Second, while all of the above is true, it's also incomplete. While others might need to find a state of naked vulnerability to discuss such intimate internal experiences as depression and suicidal ideation, I do not. I use vulnerability as a smoke screen, as a shield, a diversion, something that keeps myself and others from getting curious about what exactly lurks within the shadow I mentioned before. The right questions followed by honest answers are liable to lead directly to revelations I don't want to know, and that I certainly don't want others to know. I use insecurity to hide insecurity. I use openness to cultivate invulnerability.

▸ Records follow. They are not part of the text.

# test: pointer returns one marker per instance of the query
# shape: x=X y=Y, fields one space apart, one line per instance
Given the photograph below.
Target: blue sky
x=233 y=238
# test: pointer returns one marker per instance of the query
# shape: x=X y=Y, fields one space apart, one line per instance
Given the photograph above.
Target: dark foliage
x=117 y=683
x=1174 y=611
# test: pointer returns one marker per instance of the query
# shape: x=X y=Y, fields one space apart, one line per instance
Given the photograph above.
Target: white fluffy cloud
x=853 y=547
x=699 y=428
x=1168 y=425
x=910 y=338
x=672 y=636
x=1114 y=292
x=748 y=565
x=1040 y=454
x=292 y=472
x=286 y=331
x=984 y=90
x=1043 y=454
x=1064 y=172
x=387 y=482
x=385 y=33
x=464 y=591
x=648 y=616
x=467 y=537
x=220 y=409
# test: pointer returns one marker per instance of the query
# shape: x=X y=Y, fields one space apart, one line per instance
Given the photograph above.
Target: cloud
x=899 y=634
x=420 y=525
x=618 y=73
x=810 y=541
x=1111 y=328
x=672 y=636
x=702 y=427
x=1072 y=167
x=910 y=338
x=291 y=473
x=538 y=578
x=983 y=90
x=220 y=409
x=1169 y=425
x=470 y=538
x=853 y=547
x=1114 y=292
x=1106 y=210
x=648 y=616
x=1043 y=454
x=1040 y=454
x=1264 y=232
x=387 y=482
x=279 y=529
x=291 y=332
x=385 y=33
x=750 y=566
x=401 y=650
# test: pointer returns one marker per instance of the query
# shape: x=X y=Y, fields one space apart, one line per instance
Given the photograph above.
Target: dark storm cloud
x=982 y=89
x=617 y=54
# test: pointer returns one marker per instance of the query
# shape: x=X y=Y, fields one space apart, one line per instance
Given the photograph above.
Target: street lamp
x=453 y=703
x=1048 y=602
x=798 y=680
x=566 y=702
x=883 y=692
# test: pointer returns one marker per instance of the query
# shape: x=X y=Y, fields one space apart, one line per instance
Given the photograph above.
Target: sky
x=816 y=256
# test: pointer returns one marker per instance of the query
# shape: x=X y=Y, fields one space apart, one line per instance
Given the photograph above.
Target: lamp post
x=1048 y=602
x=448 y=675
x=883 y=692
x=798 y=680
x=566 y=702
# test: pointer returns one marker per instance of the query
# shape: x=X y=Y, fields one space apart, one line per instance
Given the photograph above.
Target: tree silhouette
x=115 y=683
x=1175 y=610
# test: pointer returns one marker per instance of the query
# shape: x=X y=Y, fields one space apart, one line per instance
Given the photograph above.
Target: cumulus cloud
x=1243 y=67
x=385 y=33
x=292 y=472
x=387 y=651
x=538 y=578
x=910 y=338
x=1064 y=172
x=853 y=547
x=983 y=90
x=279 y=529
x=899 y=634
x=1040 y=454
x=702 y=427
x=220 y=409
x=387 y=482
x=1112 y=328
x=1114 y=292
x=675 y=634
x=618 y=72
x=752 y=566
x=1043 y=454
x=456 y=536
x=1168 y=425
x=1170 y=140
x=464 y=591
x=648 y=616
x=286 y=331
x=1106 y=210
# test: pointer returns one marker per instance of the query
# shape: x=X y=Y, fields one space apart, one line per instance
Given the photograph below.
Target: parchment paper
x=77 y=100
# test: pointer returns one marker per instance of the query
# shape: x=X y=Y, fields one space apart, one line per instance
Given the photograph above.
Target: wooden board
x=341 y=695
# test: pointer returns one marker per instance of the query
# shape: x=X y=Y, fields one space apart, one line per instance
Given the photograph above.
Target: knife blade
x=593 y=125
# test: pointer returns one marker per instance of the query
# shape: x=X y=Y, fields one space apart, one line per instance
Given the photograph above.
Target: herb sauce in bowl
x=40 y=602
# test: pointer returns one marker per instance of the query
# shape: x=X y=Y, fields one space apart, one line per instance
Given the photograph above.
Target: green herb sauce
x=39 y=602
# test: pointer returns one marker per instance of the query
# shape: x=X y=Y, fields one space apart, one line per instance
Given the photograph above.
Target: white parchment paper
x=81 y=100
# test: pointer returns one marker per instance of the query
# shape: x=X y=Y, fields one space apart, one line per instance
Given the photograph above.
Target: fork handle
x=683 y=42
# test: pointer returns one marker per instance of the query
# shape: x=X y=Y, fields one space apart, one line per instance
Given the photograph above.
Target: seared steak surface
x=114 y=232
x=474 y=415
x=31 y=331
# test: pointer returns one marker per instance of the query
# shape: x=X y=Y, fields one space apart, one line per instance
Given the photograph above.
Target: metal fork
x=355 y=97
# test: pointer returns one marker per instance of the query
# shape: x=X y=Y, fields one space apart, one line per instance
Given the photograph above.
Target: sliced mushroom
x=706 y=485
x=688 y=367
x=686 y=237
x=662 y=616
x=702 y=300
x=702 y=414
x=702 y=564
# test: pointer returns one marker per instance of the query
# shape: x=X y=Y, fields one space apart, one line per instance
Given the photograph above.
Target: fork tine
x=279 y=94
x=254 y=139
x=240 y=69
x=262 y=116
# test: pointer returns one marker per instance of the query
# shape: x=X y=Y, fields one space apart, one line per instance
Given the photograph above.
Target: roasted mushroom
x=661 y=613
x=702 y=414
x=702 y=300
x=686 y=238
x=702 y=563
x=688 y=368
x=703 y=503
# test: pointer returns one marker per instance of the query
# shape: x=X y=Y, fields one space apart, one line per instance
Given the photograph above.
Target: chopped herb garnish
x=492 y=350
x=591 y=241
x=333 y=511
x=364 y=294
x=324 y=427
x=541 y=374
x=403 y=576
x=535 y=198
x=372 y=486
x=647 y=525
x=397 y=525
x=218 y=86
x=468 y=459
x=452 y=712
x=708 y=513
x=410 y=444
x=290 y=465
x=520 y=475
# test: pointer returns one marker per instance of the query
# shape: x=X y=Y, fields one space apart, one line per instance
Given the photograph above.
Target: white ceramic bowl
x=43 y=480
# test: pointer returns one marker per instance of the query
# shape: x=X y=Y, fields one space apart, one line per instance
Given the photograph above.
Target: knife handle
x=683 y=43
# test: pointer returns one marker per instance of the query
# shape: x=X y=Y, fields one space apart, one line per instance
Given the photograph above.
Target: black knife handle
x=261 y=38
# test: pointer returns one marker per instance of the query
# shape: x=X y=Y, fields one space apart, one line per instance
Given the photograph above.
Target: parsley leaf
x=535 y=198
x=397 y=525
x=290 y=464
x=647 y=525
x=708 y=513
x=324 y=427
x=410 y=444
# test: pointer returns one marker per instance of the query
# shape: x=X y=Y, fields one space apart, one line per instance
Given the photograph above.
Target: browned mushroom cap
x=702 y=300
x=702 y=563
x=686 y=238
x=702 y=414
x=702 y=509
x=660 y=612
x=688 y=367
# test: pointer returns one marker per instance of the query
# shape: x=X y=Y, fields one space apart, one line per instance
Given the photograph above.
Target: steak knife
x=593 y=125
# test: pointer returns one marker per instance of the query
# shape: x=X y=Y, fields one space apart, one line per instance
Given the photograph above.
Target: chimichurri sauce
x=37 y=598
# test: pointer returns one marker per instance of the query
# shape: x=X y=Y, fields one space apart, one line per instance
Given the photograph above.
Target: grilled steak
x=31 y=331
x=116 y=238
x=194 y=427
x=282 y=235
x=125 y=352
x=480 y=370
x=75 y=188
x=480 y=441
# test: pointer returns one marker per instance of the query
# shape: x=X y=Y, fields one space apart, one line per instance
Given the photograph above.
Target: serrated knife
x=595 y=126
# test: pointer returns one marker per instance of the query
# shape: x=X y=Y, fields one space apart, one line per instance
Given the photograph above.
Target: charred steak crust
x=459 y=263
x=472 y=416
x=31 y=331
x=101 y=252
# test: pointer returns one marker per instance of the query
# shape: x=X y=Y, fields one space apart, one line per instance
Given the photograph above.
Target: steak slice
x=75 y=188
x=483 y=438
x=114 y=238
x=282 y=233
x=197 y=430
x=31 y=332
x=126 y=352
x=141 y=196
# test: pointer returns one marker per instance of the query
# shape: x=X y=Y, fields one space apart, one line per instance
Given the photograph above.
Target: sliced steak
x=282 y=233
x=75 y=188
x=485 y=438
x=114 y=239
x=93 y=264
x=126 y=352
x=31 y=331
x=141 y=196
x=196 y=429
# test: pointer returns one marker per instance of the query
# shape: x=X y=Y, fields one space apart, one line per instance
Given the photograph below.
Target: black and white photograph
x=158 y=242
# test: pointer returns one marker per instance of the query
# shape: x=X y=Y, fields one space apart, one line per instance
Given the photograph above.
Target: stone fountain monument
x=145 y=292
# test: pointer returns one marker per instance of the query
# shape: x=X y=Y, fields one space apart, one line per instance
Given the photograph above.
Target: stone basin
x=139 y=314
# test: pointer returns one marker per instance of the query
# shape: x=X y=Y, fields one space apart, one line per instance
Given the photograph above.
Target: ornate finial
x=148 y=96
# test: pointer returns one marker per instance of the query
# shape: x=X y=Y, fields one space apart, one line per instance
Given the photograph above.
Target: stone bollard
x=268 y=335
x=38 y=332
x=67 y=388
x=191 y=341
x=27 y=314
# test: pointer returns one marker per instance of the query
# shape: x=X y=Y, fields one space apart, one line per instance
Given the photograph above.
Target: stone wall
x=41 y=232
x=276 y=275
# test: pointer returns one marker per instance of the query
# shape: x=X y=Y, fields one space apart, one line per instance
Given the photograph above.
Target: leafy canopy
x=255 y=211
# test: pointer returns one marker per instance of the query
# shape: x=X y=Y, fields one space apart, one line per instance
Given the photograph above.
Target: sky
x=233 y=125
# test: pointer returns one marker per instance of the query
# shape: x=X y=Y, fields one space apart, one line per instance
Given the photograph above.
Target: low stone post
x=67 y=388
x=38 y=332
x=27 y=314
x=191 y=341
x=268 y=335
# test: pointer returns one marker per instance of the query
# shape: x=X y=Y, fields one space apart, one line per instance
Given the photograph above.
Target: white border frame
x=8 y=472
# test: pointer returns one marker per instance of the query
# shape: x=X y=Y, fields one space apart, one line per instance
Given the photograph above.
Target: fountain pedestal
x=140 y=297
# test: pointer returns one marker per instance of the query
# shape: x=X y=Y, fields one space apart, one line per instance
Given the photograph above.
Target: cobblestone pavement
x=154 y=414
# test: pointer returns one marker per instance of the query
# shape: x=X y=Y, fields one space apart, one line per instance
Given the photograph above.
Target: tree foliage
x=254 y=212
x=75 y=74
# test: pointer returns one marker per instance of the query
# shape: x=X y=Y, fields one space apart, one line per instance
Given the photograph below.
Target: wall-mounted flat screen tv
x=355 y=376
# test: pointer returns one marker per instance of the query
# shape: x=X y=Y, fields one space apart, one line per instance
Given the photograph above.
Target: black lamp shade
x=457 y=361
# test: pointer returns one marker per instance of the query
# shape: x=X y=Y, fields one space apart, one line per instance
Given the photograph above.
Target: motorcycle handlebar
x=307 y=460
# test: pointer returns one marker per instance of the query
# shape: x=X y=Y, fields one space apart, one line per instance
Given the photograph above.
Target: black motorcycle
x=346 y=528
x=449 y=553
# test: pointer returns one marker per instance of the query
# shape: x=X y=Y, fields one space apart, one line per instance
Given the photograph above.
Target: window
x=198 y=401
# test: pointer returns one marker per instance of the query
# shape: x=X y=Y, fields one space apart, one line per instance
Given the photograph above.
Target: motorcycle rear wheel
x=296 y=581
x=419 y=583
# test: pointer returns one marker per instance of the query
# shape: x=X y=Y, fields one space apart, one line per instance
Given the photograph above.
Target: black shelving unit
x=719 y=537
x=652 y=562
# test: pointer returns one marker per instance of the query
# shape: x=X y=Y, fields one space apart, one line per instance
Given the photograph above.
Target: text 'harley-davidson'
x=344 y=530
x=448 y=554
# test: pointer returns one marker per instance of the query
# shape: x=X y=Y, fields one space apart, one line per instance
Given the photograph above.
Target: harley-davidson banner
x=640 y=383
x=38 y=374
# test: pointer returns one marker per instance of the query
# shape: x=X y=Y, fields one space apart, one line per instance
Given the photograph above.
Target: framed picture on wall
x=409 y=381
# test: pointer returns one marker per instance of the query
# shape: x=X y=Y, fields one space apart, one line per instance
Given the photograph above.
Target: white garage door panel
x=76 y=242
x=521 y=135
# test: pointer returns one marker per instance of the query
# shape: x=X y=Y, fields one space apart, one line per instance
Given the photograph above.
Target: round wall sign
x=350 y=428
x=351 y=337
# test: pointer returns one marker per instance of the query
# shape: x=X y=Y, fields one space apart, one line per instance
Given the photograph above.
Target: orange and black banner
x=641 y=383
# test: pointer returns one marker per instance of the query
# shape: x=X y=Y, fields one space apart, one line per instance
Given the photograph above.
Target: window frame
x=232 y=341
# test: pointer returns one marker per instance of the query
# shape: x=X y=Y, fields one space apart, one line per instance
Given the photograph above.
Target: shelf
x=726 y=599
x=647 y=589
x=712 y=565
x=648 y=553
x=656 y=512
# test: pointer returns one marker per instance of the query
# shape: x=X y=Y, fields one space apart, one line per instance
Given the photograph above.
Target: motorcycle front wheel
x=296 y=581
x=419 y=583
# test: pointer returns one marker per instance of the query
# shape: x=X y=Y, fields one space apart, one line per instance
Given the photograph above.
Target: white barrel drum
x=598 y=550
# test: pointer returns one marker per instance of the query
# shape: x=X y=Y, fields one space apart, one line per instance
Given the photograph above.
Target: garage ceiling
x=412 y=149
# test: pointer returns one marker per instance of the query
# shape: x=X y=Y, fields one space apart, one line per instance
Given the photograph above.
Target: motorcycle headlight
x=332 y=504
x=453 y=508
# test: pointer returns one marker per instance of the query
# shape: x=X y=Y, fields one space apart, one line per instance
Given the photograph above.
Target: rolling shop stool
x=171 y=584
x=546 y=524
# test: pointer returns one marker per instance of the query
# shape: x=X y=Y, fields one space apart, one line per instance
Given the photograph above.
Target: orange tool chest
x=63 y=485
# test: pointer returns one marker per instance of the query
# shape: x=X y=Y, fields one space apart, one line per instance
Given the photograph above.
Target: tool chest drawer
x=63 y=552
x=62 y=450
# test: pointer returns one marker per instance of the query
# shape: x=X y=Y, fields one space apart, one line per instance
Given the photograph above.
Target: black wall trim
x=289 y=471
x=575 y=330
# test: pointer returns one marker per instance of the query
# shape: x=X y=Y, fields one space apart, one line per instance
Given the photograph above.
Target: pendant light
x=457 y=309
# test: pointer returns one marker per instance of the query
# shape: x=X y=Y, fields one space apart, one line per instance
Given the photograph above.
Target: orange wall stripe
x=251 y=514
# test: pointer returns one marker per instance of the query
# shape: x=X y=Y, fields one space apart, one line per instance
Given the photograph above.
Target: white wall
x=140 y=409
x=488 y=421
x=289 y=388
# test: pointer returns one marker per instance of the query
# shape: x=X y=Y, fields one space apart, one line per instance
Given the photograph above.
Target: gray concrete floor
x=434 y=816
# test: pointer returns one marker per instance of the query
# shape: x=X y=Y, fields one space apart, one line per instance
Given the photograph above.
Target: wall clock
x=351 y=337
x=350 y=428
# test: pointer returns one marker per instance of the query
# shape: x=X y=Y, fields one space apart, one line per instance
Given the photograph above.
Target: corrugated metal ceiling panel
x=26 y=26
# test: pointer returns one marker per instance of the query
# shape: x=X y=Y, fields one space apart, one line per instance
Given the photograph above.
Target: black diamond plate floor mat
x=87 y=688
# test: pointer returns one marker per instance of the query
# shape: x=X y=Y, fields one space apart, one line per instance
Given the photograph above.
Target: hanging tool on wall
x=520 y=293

I've spent the better part of the twenty-nine years of my life constructing a wall around myself built of eggshells, which are preventative of intrusion only because the natural conclusion one must draw upon seeing such a fragile barrier is that whatever the poor bastard is hiding behind it must not be all that valuable—if it were he would have selected sturdier raw materials. When I'm in conversation and things skirt a little too close to the shadow, I leverage my comfort with vulnerability to move us away from accidentally treading into the darkness I fear so much. I do this both intentionally and unintentionally. It is difficult to overstate how fucking frustrating is the latter.

***

So here I am. On a medical leave of absence with the goal of finding healing, if that's possible. I don't know if it is. I've heard that it is. And if I learn this to be the case, I'll be sure to tell you on the other side of that healing. But although I don't know whether or not reparation is truly possible for a mind as weary as mine, and though I don't know whether I'll be able to repair my brain even if it is possible, I do know one thing: to save my life, I am going to have to peel back the gloaming curtain with reluctant, tremulous fingers, and look into the shadow.